Prioritizing primary care
Harmon says the School of Medicine Columbia does well in recruiting physicians who choose primary care, with a substantial number of graduates going into primary care and staying in the state. The medical school emphasizes primary care through its South Carolina Center for Rural and Primary Healthcare, which helps to develop and support education and health care delivery statewide.

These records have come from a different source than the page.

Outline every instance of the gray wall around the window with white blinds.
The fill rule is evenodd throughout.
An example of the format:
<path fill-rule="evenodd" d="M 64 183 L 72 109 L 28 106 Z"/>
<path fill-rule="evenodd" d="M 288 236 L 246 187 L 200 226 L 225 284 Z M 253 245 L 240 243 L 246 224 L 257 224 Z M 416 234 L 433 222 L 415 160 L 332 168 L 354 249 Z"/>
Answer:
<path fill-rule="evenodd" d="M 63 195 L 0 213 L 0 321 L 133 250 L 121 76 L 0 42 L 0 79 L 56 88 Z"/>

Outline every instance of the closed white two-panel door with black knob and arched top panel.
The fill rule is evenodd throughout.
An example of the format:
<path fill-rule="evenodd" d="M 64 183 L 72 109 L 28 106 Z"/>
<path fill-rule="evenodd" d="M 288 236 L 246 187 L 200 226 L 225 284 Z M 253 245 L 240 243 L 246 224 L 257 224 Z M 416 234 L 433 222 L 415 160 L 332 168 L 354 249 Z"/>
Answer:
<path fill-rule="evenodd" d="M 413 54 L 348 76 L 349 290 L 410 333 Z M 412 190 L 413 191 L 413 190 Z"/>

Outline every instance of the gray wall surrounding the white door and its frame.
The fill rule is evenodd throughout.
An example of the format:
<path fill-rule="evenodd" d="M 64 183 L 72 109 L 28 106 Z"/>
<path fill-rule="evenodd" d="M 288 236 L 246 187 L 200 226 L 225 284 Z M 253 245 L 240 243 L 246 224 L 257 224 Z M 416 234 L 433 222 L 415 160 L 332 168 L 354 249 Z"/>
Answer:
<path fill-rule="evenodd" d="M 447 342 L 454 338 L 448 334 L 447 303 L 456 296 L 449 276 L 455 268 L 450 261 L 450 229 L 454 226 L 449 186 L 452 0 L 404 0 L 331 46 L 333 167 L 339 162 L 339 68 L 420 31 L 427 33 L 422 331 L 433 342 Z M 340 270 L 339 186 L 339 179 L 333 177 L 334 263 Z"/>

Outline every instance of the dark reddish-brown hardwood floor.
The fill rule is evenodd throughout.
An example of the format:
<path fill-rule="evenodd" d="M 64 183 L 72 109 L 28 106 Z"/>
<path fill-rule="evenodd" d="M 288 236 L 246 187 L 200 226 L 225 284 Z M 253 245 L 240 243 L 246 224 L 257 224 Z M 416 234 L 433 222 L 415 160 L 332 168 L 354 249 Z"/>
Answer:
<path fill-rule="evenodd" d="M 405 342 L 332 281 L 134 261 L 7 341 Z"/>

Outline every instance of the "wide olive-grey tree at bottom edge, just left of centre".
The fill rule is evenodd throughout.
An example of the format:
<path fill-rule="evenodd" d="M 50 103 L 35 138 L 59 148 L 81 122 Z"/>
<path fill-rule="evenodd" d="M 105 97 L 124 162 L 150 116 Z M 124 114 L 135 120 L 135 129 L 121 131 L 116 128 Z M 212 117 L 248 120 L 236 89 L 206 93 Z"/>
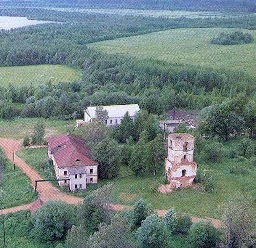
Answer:
<path fill-rule="evenodd" d="M 87 245 L 89 248 L 129 248 L 134 247 L 134 241 L 129 225 L 117 217 L 109 226 L 101 225 L 99 231 L 90 236 Z"/>

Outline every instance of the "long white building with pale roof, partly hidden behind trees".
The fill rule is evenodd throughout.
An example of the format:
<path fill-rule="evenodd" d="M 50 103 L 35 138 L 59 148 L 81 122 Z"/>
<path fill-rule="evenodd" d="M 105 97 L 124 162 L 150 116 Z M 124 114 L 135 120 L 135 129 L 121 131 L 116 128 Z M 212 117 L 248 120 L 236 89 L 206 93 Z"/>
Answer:
<path fill-rule="evenodd" d="M 103 110 L 108 112 L 108 118 L 105 120 L 106 126 L 114 126 L 121 123 L 126 112 L 134 120 L 137 112 L 140 111 L 138 104 L 125 104 L 125 105 L 112 105 L 112 106 L 103 106 Z M 96 117 L 96 106 L 87 107 L 84 110 L 84 122 L 92 122 Z"/>

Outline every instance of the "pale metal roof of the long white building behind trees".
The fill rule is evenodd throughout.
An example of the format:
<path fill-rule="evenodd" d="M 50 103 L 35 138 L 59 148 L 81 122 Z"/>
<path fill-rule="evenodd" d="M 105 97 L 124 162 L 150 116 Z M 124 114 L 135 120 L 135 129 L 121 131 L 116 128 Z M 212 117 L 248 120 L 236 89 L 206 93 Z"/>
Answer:
<path fill-rule="evenodd" d="M 129 112 L 131 117 L 134 117 L 138 111 L 140 111 L 138 104 L 126 104 L 126 105 L 112 105 L 112 106 L 103 106 L 103 109 L 108 111 L 109 118 L 123 117 L 126 112 Z M 85 110 L 87 114 L 93 119 L 96 116 L 96 106 L 87 107 Z"/>

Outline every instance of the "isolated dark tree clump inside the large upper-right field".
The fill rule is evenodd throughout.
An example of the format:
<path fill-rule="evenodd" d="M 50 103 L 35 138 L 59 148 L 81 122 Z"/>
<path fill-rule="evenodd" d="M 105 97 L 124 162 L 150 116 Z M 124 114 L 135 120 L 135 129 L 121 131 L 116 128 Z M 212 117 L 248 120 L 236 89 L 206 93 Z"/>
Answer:
<path fill-rule="evenodd" d="M 243 44 L 243 43 L 251 43 L 253 42 L 253 37 L 249 33 L 243 33 L 240 31 L 226 34 L 221 33 L 218 37 L 213 38 L 210 41 L 212 44 L 220 44 L 220 45 L 235 45 L 235 44 Z"/>

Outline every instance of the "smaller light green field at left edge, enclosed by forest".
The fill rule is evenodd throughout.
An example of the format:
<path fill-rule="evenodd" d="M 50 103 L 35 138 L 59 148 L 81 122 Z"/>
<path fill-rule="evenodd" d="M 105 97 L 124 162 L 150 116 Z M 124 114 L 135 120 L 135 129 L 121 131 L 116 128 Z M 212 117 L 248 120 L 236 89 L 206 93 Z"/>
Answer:
<path fill-rule="evenodd" d="M 26 65 L 0 67 L 0 86 L 39 85 L 81 80 L 81 71 L 67 65 Z"/>

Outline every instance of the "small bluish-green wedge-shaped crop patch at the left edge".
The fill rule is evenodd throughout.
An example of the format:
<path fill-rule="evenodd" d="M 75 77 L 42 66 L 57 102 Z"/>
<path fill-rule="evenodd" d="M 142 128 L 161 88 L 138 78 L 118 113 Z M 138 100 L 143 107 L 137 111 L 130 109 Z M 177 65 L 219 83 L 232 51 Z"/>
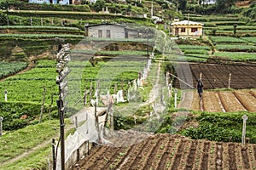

In addition, the medical school offers a wide range of programs to help bring more primary care to rural areas in South Carolina.
“Part of what we're doing is using telehealth and digital medicine to expand the discipline so that primary care can have more reach in underserved areas like Barnwell, Williamsburg County, Georgetown and Jasper County,” Harmon says.
But to tackle the doctor shortage, Harmon says, it will take more than one strategy.
“The way we’re going to make progress is not just by recruiting more health care providers, but by reducing the burden of disease,” he says.
To do that, doctors are increasingly turning to lifestyle interventions to help patients prevent and reduce chronic conditions.
A focus on lifestyle
At the School of Medicine Greenville, a relatively new field called lifestyle medicine is a foundational component of the educational program. Lifestyle medicine incorporates evidence-based lifestyle interventions to inform patient care holistically. If a patient has high blood pressure, a lifestyle medicine physician may consider various factors, from physical activity and nutrition to stress levels and loneliness, to recommend a treatment plan.
“I’ve had success in getting a patient down from four blood pressure prescriptions to one through lifestyle changes and a milled flaxseed regimen, which data shows to have similar effects as some blood pressure medications,” MacGilvray says.
Nutrition is one of the six pillars of lifestyle medicine, and both medical schools have programs to help community members, practitioners and students learn how to cook and eat for improved health. At the School of Medicine Columbia, FoodShare South Carolina offers a culinary medicine program, with nationally accredited curriculum geared for first- and fourth-year students.
MacGilvray says that as students and practitioners learn and implement the principles of lifestyle medicine, they often experience positive changes in their own health as well.
What’s needed: More doctors + less disease
Since coming to Greenville in 2018, MacGilvray has become certified by the American Board of Lifestyle Medicine. She is the first medical school dean in the United States to hold this certification. As a leader, she has helped increase the medical school’s number of clinical educators with board certifications in family medicine and in lifestyle medicine.
In partnership with Prisma Health, MacGilvray helped launch the Primary Care Accelerated Track (PCAT) at the School of Medicine Greenville to offer students full tuition to complete medical school in three years if they choose primary care and stay in South Carolina for their residency and four years of practice with Prisma Health.
“It’s basically a train and retain model,” MacGilvray says. “Our accelerated medical curriculum trains students in three years instead of four, provides clinical immersion and mentorship from family medicine faculty and residents, and accelerates their start in residency.”
After the first cohort started in 2024, interest in the program has tripled, and MacGilvray hopes to see the program expand in coming years.
“Many people realize medical school is very expensive, but this program alleviates the debt burden, making it a little easier for students to choose careers in primary care,” she says.
As those students enter the workforce, they’ll become the medical quarterbacks of their communities — crucial players in the effort to improve the health of South Carolinians.
“We can reduce that burden of disease by preventative medicine, educating patients about healthy living through lifestyle medicine, proper screening and timely treatment,” Harmon says. “And family doctors are among the best positioned to do that.”